With respect to the names of witnesses, complainants or victims, rights of access, or conversely, the ability to deny access, would in opinion be dependent on attendant facts. In some situations, a denial of access to the name of a complainant or victim may be appropriate. Under §50-b of the Civil Rights Law, police and other public officers are prohibited from disclosing the identity of the victim of a sex offense. Additionally, §87(2)(b) and (f) of the Freedom of Information Law provide respectively that an agency may withhold records insofar as disclosure would constitute "an unwarranted invasion of personal privacy" or "endanger the life or safety of any person." There are often situations in which names or other identifying details pertaining to witnesses or victims may be withheld under those provisions. Again, I am not suggesting that the name of a victim may be withheld in all circumstances, but rather in those situations in which the exceptions cited above could justifiably be asserted.
Often most relevant is §87(2)(e), which permits an agency to withhold records that are:
"are compiled for law enforcement purposes and which, if disclosed, would:
i. interfere with law enforcement investigations or judicial proceedings;
ii. deprive a person of a right to a fair trial or impartial adjudication;
iii. identify a confidential source or disclose confidential information relating to a criminal investigation; or
iv. reveal criminal investigative techniques or procedures, except routine techniques and procedures."
The ability to deny access to records is dependent on the effects of disclosure. Only to the extent that the harmful effects described in subparagraphs (i) through (iv) would arise may §87(2)(e) be asserted.
In the context of criminal proceedings, a variety of information is routinely disclosed.
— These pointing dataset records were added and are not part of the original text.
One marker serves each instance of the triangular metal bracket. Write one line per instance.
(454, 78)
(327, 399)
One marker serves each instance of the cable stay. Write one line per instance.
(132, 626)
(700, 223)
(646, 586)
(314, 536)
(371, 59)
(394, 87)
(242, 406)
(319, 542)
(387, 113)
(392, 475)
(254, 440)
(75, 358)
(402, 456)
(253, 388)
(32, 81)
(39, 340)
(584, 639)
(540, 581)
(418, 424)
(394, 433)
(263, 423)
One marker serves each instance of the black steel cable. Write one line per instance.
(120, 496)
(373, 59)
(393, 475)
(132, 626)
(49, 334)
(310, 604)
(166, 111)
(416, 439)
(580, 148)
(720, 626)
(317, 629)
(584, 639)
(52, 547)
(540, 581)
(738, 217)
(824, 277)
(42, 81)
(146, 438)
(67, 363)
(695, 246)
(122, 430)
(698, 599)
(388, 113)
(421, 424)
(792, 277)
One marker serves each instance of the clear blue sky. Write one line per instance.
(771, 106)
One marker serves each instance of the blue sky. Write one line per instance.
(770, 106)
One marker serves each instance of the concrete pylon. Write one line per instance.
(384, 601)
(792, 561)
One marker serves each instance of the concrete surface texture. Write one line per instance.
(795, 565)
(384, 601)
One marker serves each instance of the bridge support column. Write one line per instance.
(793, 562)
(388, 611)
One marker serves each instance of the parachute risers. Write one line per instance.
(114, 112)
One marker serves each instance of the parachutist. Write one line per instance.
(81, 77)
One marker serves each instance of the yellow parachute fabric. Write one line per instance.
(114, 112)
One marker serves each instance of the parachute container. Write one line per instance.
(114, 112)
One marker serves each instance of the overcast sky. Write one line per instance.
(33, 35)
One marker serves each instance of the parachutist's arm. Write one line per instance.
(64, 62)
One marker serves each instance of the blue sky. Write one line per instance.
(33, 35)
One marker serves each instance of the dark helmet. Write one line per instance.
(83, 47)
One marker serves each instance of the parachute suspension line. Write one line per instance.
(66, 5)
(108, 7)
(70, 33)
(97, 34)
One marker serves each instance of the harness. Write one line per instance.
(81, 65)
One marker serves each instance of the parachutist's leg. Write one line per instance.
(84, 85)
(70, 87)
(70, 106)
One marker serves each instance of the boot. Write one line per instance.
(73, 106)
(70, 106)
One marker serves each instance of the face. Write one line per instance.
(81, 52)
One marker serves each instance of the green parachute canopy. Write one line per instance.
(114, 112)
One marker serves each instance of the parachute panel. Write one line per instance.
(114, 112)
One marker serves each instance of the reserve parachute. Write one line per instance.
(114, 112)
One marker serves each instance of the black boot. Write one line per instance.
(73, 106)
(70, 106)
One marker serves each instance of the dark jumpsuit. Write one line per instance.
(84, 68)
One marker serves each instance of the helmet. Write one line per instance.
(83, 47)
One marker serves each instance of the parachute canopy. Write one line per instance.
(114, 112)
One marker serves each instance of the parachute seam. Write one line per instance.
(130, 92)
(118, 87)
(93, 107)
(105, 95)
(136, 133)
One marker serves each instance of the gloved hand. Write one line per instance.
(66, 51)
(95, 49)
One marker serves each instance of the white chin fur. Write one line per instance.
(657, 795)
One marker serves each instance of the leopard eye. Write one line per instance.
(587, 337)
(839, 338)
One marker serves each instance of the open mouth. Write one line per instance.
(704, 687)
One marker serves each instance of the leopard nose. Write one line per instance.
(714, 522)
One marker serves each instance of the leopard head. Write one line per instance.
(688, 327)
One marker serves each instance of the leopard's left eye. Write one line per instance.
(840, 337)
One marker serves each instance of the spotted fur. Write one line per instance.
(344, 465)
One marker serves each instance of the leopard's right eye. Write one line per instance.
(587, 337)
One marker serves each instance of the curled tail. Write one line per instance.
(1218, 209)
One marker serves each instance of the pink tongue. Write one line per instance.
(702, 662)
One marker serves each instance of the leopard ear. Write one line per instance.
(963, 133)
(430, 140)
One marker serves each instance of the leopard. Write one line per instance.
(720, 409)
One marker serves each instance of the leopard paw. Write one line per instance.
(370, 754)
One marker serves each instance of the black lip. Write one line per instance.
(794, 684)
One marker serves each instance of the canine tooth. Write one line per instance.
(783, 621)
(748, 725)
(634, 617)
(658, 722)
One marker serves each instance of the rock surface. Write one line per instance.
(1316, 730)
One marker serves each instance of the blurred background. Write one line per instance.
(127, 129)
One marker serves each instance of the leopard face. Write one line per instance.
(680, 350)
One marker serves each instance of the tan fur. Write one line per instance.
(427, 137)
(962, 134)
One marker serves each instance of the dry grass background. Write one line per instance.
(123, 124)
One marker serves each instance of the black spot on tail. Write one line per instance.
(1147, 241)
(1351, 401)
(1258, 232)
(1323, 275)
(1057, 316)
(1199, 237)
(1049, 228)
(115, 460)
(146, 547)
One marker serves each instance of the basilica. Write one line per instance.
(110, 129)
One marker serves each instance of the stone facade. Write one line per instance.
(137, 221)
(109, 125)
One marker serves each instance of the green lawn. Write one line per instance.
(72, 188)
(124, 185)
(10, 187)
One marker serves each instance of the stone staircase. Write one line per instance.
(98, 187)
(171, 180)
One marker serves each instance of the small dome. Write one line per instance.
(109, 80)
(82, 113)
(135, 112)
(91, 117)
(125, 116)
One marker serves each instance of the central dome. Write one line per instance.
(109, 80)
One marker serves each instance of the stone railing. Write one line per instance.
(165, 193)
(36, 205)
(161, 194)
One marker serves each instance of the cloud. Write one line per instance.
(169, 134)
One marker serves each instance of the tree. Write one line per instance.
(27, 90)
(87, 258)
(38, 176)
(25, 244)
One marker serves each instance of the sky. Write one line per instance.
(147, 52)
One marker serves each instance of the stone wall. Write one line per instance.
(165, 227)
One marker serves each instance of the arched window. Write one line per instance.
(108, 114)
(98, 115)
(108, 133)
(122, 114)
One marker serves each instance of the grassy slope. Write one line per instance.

An arraignment, for example, occurs during a public judicial proceeding, and information equivalent to that disclosed during an arraignment must, in my view, be disclosed by a police department or prosecutor. It has been held that once information has been disclosed during a public judicial proceeding, the grounds for denying access under the Freedom of Information Law no longer apply [see Moore v. Santucci, 151 AD2d 677 (1989)]. Further, when a person is arrested, taken into custody and is committed to a county jail, a record must be maintained at the jail that includes numerous details, all of which must be disclosed. Specifically, §500-f of the Correction Law, which pertains to county jails, states that:
"Each keeper shall keep a daily record, to be provided at the expense of the county, of the commitments and discharges of all prisoners delivered to his charge, which shall contain the date of entrance, name, offense, term of sentence, fine, age, sex, place of birth, color, social relations, education, secular and religious, for what any by whom committed, how and when discharged, trade or occupation, whether so employed when arrested, number of previous convictions. The daily record shall be a public record, and shall be kept permanently in the office of the keeper."
In sum, I believe that a blanket denial of a request for the kinds of records that you described would be inconsistent with law and that an agency must review the records to ascertain the extent to which they may properly be withheld.
I hope that I have been of assistance.